After adjusting for smoking, cholesterol, diabetes and other risk factors, prudent eaters had a 30 per cent lower risk of heart attack compared to people who ate little or no fruits and vegetables.
Those who scored high on the "Western" diet were 35 per cent more likely to have a heart attack versus those who ate little or no fried foods and meat.
"Most people in North America would think of french fries, pizza and potato chips as the big offenders here," says co-author Dr. Sonia Anand, professor of medicine at McMaster.
"That's true, but we also include into that things like samosas and pakoras and fried won ton so that this message applies generally to people from India, people from China - that deep frying is not good for you."
It's probably due to the type of fat used for frying and salty snacks, the researchers report in Circulation: Journal of the American Heart Association. Saturated fats can raise blood cholesterol.
The "Oriental" pattern of eating had a "neutral" effect, meaning it was neither harmful nor beneficial. "We were surprised. We thought there would be a difference," Yusuf says.

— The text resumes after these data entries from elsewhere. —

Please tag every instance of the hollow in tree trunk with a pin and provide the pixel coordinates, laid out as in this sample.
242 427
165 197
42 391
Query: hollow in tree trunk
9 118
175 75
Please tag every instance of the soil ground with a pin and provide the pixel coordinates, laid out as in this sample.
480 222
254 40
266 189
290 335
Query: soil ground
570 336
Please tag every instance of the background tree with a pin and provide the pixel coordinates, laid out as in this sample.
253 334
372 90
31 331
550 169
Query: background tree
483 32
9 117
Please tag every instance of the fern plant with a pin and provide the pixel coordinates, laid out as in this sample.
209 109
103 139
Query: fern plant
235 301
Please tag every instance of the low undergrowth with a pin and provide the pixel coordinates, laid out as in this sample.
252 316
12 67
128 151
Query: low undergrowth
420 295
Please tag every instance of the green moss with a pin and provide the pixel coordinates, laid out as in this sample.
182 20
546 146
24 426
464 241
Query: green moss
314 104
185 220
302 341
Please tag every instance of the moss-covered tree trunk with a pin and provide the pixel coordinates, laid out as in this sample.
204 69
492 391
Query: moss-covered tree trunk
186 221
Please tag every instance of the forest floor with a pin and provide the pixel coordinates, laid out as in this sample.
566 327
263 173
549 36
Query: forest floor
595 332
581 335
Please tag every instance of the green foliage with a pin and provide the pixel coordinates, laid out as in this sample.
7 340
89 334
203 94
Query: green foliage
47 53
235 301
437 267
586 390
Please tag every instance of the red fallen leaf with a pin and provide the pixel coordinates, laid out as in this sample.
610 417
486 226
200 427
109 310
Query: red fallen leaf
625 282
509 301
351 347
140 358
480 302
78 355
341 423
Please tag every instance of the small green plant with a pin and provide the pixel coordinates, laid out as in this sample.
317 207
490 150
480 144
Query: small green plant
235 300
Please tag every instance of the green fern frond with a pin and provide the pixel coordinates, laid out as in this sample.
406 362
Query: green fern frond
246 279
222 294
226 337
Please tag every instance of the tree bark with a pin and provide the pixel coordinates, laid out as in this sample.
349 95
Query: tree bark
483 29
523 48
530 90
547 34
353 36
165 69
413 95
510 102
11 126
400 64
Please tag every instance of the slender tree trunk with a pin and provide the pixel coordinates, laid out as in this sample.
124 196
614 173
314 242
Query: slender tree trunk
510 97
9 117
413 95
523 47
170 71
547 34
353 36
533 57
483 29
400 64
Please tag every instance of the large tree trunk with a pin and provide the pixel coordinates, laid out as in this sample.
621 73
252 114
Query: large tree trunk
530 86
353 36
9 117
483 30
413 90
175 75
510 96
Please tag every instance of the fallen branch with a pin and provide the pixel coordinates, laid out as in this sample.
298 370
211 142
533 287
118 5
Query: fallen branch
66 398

It could be due to the higher sodium content of soy and other sauces. High amounts of sodium increase blood pressure. So while some components of the "Oriental" diet may protect against cardiovascular disease, others may increase the risk, neutralizing any relationship, the researchers say.
"Chinese people tend to have lower rates of heart disease, but it's because they don't have a western diet," Yusuf says. "Their diet is avoiding the bad things in the western diet, but it could be even better if they increased the amounts of fruits and vegetables they consumed."
Fruits and vegetables are thought to help reduce inflammation, hardening of the arteries, and lower cholesterol, says Toronto cardiologist Dr. Beth Abramson, a spokesperson for the Heart and Stroke Foundation, which helped fund the INTERHEART study.
But it's also true "that if you're eating healthy, you're less likely to be eating the fried foods, the salty foods and fatty meats," Abramson says.
In this study, the group that consumed the highest levels of fruits and vegetables were eating "a couple of portions every day," Yusuf says.
"If you can have four or five servings a day, it certainly is the best." Canada's Food Guide recommends seven to 10 servings of fruit and vegetables a day for adults aged 19 to 50, and seven servings daily for adults aged 51 and older.
A medium fruit or half a cup of fresh, frozen or canned vegetables makes up one Food Guide serving.
Anand says policy-makers need to make fruits and vegetables less expensive. "Right now, if you look around the world you'll see that it's easier to eat a poor diet than it is a healthy diet.
"If we can change this, we stand to potentially prevent a substantial amount of heart disease."